Nucleinsäurekonstrukt nach Anspruch 30, worin das kodierte Polypeptid die Aminosäuresequenz von Seq.-ID Nr. 2 umfasst.
Nucleinsäurekonstrukt nach Anspruch 31, worin die Nucleinsäure die Nucleotidsequenz von Seq.-ID Nr. 1 umfasst.
Nucleinsäurekonstrukt nach Anspruch 30, worin das kodierte Polypeptid, das eine PGE-Synthase ist, aus einem Abschnitt der Aminosäuresequenz von Seq.-ID Nr. 2 besteht.
Nucleinsäurekonstrukt nach Anspruch 30, worin das kodierte Polypeptid, das eine PGE-Synthase ist, eine Aminosäuresequenz aufweist, die sich von der Aminosäuresequenz von Seq.-ID Nr. 2 unterscheidet, die jedoch zumindest zu 70% mit der Aminosäuresequenz von Seq.-ID Nr. 2 identisch ist.

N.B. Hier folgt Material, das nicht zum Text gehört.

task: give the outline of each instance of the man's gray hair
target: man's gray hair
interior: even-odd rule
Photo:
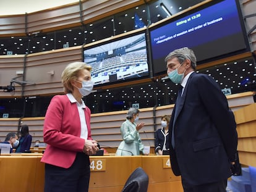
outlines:
[[[191,61],[191,67],[194,70],[197,68],[197,58],[193,50],[189,49],[187,47],[183,48],[176,49],[171,52],[165,57],[164,61],[166,62],[168,60],[177,57],[179,62],[181,64],[185,59],[189,59]]]
[[[132,119],[132,118],[134,118],[134,115],[137,115],[139,112],[140,111],[138,109],[131,107],[128,110],[127,115],[126,115],[126,119]]]

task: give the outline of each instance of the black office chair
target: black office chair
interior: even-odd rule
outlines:
[[[122,192],[147,192],[148,185],[148,175],[142,167],[138,167],[130,175]]]

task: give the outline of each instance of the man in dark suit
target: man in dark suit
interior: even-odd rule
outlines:
[[[182,86],[169,127],[173,172],[185,192],[226,192],[237,145],[227,99],[210,76],[195,72],[192,50],[174,50],[165,61],[171,80]]]

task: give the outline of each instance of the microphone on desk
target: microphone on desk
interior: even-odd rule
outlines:
[[[150,146],[150,143],[148,141],[148,135],[147,135],[147,132],[145,130],[143,130],[143,131],[145,135],[146,135],[146,138],[147,138],[147,140],[148,140],[148,146]]]
[[[112,148],[112,147],[110,147],[109,146],[103,145],[103,144],[101,146],[105,146],[105,147],[107,147],[107,148],[111,148],[111,149],[116,149],[116,150],[120,150],[120,151],[122,151],[128,152],[130,152],[130,154],[132,155],[132,156],[134,156],[132,151],[128,151],[128,150],[121,149],[118,149],[118,148]]]

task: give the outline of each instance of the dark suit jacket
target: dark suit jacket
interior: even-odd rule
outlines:
[[[179,103],[173,109],[169,130],[174,173],[181,174],[188,186],[228,178],[237,135],[233,113],[218,85],[208,75],[192,73]]]
[[[157,152],[159,149],[163,151],[164,144],[166,150],[169,150],[169,132],[164,136],[164,128],[160,128],[155,133],[155,150]]]

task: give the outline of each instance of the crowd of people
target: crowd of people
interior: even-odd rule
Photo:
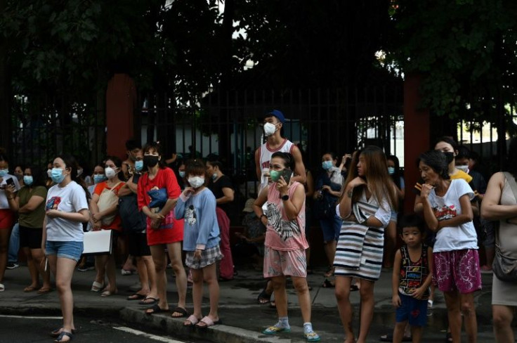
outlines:
[[[284,123],[280,111],[263,116],[265,142],[254,156],[260,188],[256,199],[246,202],[244,231],[235,233],[239,243],[233,247],[228,213],[235,191],[220,161],[203,161],[197,154],[167,160],[159,143],[140,147],[130,140],[124,161],[106,156],[91,175],[85,175],[69,155],[55,157],[45,173],[39,166],[10,164],[0,151],[0,291],[5,290],[6,268],[15,266],[11,259],[19,246],[31,280],[23,292],[49,292],[54,276],[63,320],[51,335],[56,342],[68,342],[75,332],[74,271],[94,266],[91,290],[112,296],[118,292],[115,257],[121,255],[122,273],[138,270],[141,285],[129,301],[148,305],[149,315],[171,312],[172,317],[184,318],[185,326],[205,328],[221,323],[219,283],[233,278],[233,254],[245,255],[267,280],[258,302],[270,302],[277,310],[277,323],[263,333],[291,330],[286,292],[290,278],[303,337],[318,342],[306,277],[313,272],[311,248],[322,247],[328,261],[322,287],[335,289],[346,343],[366,342],[375,283],[383,268],[393,269],[396,323],[381,340],[421,342],[438,288],[448,313],[447,342],[461,342],[462,324],[469,342],[476,342],[474,295],[481,288],[480,273],[492,273],[492,262],[499,266],[502,257],[513,268],[517,260],[517,140],[511,143],[504,172],[495,174],[487,185],[466,147],[439,138],[418,158],[421,179],[413,188],[414,213],[403,213],[406,189],[395,156],[375,146],[341,158],[327,151],[314,177],[300,149],[283,136]],[[167,167],[171,162],[174,169]],[[311,221],[319,224],[323,247],[310,247]],[[85,233],[96,231],[110,231],[111,252],[83,256]],[[479,245],[484,248],[483,266]],[[8,254],[8,247],[13,252]],[[173,309],[166,297],[168,266],[178,292]],[[517,281],[504,267],[507,278],[499,272],[493,276],[498,342],[513,342],[511,323],[517,306],[513,295]],[[186,308],[188,283],[192,313]],[[209,311],[204,316],[205,283]],[[357,337],[350,301],[353,291],[361,299]]]

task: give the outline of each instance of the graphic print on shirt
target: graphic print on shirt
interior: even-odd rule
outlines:
[[[52,197],[46,202],[45,205],[45,210],[58,209],[59,204],[61,202],[61,197]]]
[[[435,207],[433,209],[434,210],[434,215],[438,221],[450,219],[455,217],[457,214],[456,207],[453,205],[450,206],[444,205],[441,207]]]
[[[268,222],[273,226],[284,242],[287,240],[288,238],[294,235],[299,235],[301,233],[296,221],[285,221],[282,219],[280,210],[275,204],[270,202],[268,203]]]
[[[196,209],[192,205],[185,209],[185,222],[189,225],[195,225],[197,223]]]

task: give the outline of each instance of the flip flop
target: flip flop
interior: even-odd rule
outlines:
[[[210,326],[214,326],[222,323],[223,322],[221,321],[221,319],[214,321],[210,319],[210,317],[209,317],[208,316],[205,316],[204,317],[203,317],[203,319],[199,321],[199,322],[196,324],[196,328],[199,328],[199,329],[206,329],[207,328],[209,328]]]
[[[149,309],[145,310],[145,314],[151,315],[151,314],[156,314],[156,313],[163,313],[165,312],[169,312],[170,310],[169,309],[162,309],[159,306],[158,306],[157,304],[155,304],[155,306],[152,307],[150,307]]]
[[[143,299],[145,299],[145,297],[146,295],[135,293],[133,295],[131,295],[126,299],[127,299],[128,300],[141,300]]]
[[[180,315],[174,316],[174,313],[180,313]],[[187,316],[188,316],[188,312],[187,312],[187,310],[180,306],[178,306],[176,309],[174,309],[174,311],[171,315],[172,318],[183,318],[183,317],[186,317]]]
[[[193,314],[191,314],[190,316],[189,316],[187,320],[183,322],[183,326],[195,326],[195,325],[197,324],[199,322],[199,318],[196,317]]]
[[[67,337],[68,339],[63,340],[63,338],[65,338],[65,337]],[[65,343],[66,342],[70,342],[73,337],[74,337],[74,335],[73,334],[72,334],[72,332],[67,332],[66,331],[61,331],[61,333],[59,334],[59,336],[58,336],[58,338],[56,338],[54,342],[56,342],[58,343]]]
[[[150,302],[148,302],[148,300],[150,300]],[[154,305],[155,304],[157,304],[158,302],[159,302],[159,299],[158,298],[153,298],[152,297],[146,297],[144,298],[143,300],[138,302],[139,305]]]
[[[48,293],[51,290],[52,288],[51,288],[50,287],[42,287],[41,288],[38,290],[38,292],[37,292],[37,293],[38,293],[39,295],[45,295]]]

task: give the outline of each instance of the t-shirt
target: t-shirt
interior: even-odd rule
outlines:
[[[88,209],[86,194],[82,187],[71,181],[65,187],[53,186],[46,195],[46,210],[79,212]],[[54,242],[82,242],[83,224],[63,218],[46,217],[46,239]]]
[[[124,185],[125,185],[125,182],[119,182],[118,185],[113,189],[113,193],[115,194],[115,195],[118,196],[119,190],[120,190],[120,188],[122,188]],[[100,196],[100,194],[102,194],[103,190],[105,189],[112,190],[110,187],[107,186],[107,181],[103,181],[99,182],[95,186],[95,188],[93,190],[93,194],[96,194],[99,197]],[[113,221],[110,225],[104,225],[101,224],[100,228],[103,230],[118,230],[121,231],[122,230],[122,221],[120,219],[120,216],[119,215],[118,210],[117,212],[115,212],[115,218],[113,219]]]
[[[438,221],[450,219],[462,214],[459,198],[465,194],[471,201],[474,192],[465,180],[451,180],[449,189],[443,197],[439,197],[432,189],[428,200]],[[458,226],[444,227],[436,233],[433,252],[449,252],[463,249],[478,249],[478,236],[472,221]]]
[[[41,228],[43,227],[43,221],[45,219],[45,200],[46,199],[46,188],[42,186],[37,186],[30,188],[27,186],[22,187],[18,192],[20,198],[20,207],[22,207],[33,196],[43,198],[41,203],[33,211],[27,213],[19,213],[18,222],[22,226],[27,228]]]
[[[224,196],[223,188],[233,189],[232,180],[230,180],[230,178],[226,175],[223,175],[218,179],[218,180],[215,182],[211,181],[208,186],[208,188],[214,193],[214,195],[216,197],[216,200]],[[223,209],[225,212],[228,213],[228,209],[230,207],[230,202],[227,202],[225,204],[218,204],[217,206],[218,207],[221,207],[221,209]]]
[[[308,244],[305,237],[305,200],[296,219],[289,220],[275,186],[275,183],[271,183],[268,192],[268,228],[264,245],[282,251],[306,250]],[[296,181],[291,185],[287,192],[289,198],[298,187],[303,188],[303,185]]]
[[[7,200],[6,191],[4,190],[4,188],[7,185],[6,181],[9,179],[12,179],[13,181],[14,181],[14,186],[16,191],[20,190],[20,183],[15,176],[13,176],[10,174],[6,174],[2,179],[4,179],[4,181],[0,183],[0,209],[8,209],[11,207],[9,207],[9,202]]]

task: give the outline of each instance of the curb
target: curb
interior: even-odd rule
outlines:
[[[269,337],[261,332],[240,329],[225,325],[214,325],[207,329],[185,328],[185,318],[174,318],[170,314],[145,314],[141,310],[125,308],[119,312],[120,318],[130,323],[157,329],[176,337],[199,339],[214,343],[279,343],[285,342],[285,337]],[[300,342],[303,342],[301,339]]]

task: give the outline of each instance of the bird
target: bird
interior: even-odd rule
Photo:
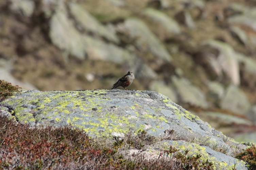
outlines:
[[[124,88],[125,90],[127,90],[126,87],[131,85],[135,77],[134,77],[133,72],[132,71],[130,70],[127,74],[123,76],[123,77],[117,79],[117,82],[113,85],[113,87],[111,89],[114,89],[121,86]]]

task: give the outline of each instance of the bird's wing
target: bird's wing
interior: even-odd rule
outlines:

Nucleinsäurekonstrukt nach Anspruch 34, worin das kodierte Polypeptid zumindest 90% Identität mit der Aminosäuresequenz von Seq.-ID Nr. 2 aufweist.
Wirtszelle, die mit einem Nucleinsäurekonstrukt nach einem der Ansprüche 30 bis 35 transformiert ist.
Verwendung eines Nucleinsäurekonstrukts nach einem der Ansprüche 30 bis 35 in einem Verfahren zur Herstellung eines Polypeptids, das eine PGE-Synthase ist.